Entre os principais pontos destacados está a proibição de maus-tratos aos animais, prática considerada crime de acordo com a Lei de Crimes Ambientais (Lei 9.605/98). A lei prevê pena de detenção de três meses a um ano e multa para quem ferir, mutilar ou maltratar qualquer animal.

A recomendação também orienta que os organizadores sigam as diretrizes da Associação Brasileira de Vaquejada (ABVAQ), como:

  • Uso obrigatório do protetor de cauda nos bois;
  • Presença de um “juiz de bem-estar animal”, profissional com formação em Medicina Veterinária ou Zootecnia e experiência com manejo de animais grandes;
  • Equipe veterinária de prontidão durante toda a programação;
  • Relatórios informativos sobre as condições dos animais.

Além disso, o MP-MA exige a proibição de instrumentos que possam causar dor ou ferimentos, como esporas e argolas, e determina que animais doentes ou feridos não participem das provas. A organização também deverá garantir água, alimento e abrigo adequados para todos os animais envolvidos.
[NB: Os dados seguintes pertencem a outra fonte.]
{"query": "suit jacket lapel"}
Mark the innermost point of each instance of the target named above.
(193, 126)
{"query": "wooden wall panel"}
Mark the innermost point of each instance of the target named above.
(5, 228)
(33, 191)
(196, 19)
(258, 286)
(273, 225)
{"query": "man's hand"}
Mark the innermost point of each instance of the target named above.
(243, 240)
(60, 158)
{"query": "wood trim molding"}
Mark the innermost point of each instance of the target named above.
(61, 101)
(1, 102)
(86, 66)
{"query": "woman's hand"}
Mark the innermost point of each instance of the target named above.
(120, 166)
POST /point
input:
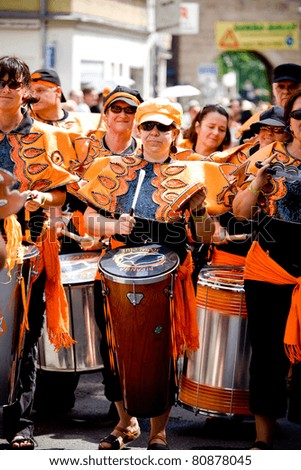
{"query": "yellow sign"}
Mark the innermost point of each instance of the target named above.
(281, 35)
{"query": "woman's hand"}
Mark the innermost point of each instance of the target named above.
(125, 224)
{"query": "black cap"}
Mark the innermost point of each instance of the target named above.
(289, 72)
(273, 116)
(122, 93)
(47, 75)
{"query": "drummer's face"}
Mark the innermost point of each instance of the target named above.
(156, 143)
(122, 121)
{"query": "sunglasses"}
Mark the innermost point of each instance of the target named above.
(296, 114)
(118, 109)
(12, 84)
(274, 130)
(148, 126)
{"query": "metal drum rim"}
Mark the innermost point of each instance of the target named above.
(150, 279)
(140, 280)
(215, 284)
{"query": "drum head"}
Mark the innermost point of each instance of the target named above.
(79, 268)
(144, 264)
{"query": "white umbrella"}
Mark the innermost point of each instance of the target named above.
(179, 91)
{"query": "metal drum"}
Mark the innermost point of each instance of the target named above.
(215, 379)
(137, 283)
(78, 271)
(11, 317)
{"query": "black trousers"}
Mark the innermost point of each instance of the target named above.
(268, 307)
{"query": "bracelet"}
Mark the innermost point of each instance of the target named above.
(254, 191)
(43, 201)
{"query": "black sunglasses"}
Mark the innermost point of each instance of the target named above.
(148, 126)
(12, 84)
(296, 114)
(118, 109)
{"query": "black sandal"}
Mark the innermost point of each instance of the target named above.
(118, 442)
(20, 439)
(156, 445)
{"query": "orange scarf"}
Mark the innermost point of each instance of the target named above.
(260, 267)
(223, 258)
(184, 314)
(57, 312)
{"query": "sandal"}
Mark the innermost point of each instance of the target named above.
(118, 442)
(24, 443)
(157, 445)
(260, 445)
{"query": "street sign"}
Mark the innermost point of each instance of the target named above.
(281, 35)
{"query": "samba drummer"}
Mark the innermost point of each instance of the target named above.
(110, 196)
(32, 153)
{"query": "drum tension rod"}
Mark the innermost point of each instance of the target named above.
(169, 291)
(135, 297)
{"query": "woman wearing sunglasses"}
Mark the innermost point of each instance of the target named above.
(110, 214)
(116, 136)
(269, 194)
(33, 154)
(209, 131)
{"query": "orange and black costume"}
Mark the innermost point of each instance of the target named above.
(272, 274)
(37, 155)
(159, 220)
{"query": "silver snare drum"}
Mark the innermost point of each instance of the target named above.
(78, 271)
(11, 316)
(215, 379)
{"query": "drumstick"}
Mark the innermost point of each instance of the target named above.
(138, 188)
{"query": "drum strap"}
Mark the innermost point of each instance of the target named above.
(109, 327)
(261, 267)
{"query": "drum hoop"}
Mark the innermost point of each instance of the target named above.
(220, 284)
(140, 280)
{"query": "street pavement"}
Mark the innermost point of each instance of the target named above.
(82, 427)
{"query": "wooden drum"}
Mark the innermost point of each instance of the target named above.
(138, 286)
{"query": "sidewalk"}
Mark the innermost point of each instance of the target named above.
(83, 426)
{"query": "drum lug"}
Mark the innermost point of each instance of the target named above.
(135, 298)
(105, 291)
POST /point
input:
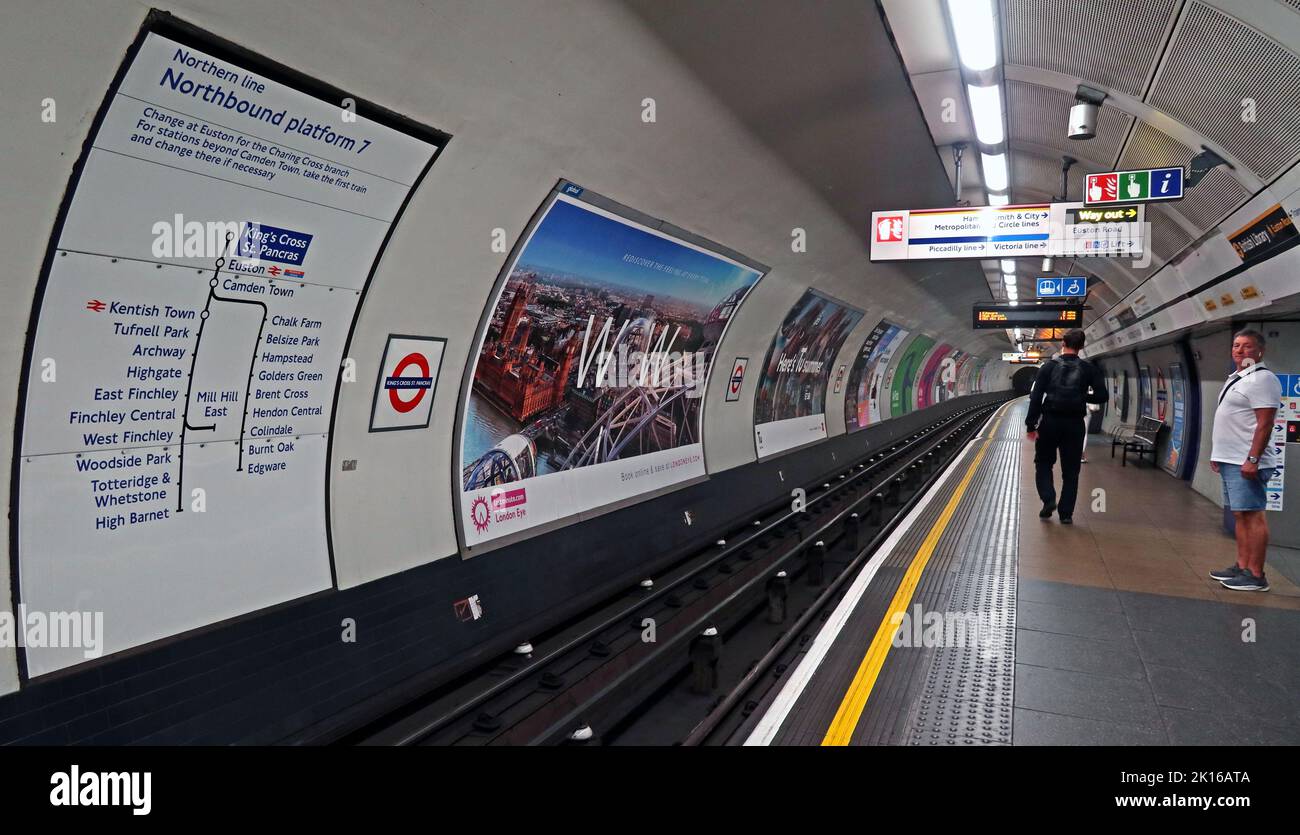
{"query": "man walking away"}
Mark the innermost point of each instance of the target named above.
(1057, 405)
(1244, 457)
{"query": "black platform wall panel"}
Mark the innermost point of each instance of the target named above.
(278, 674)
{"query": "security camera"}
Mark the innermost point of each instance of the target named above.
(1083, 115)
(1083, 121)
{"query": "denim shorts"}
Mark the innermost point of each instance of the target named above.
(1242, 493)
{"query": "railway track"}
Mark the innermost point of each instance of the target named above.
(685, 656)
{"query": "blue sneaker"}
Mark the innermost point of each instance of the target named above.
(1247, 582)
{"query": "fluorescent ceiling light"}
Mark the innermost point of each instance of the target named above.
(995, 172)
(975, 33)
(987, 112)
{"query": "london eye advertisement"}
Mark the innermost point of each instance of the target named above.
(588, 384)
(789, 406)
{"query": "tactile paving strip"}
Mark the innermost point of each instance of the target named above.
(969, 689)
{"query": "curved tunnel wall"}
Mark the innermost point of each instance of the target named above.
(523, 111)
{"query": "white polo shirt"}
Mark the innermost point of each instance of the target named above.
(1235, 420)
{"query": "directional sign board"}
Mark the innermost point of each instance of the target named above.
(1135, 186)
(1041, 229)
(1064, 288)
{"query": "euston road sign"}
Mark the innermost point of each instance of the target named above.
(1067, 286)
(1135, 186)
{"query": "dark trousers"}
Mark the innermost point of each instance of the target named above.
(1064, 433)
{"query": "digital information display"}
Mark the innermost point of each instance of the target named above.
(999, 316)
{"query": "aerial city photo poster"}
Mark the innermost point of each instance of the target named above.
(789, 405)
(588, 384)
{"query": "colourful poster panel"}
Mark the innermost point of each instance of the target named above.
(1144, 398)
(1178, 433)
(901, 394)
(867, 379)
(931, 375)
(588, 384)
(789, 406)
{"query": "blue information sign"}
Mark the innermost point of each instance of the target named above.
(1166, 184)
(1067, 286)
Outras orientações incluem:

  • Proibição do uso de garrafas e recipientes de vidro, tanto na vaquejada quanto na cavalgada;
  • Participação restrita a animais e veículos de tração animal na cavalgada;
  • Fiscalização urbana e ambiental por parte da Prefeitura, com aplicação de multas em caso de infrações;
  • Instalação de lixeiras e limpeza dos resíduos gerados, inclusive das fezes dos animais;
  • Controle da poluição sonora, com proibição de fogos de artifício barulhentos, para proteger crianças, idosos, pessoas com autismo e enfermos.

O MP-MA também recomendou a divulgação das regras ambientais por meio de rádios, emissoras de TV, redes sociais e jornais locais.

Ao final do evento, os organizadores deverão apresentar ao MP-MA, em até cinco dias, um relatório sobre o bem-estar animal e um termo que comprove o uso do protetor de cauda. Também foi estabelecido prazo para entrega de alvarás, licenças e demais autorizações legais.

O promotor de justiça alertou que o descumprimento das recomendações pode resultar em sanções penais, civis e administrativas aos responsáveis.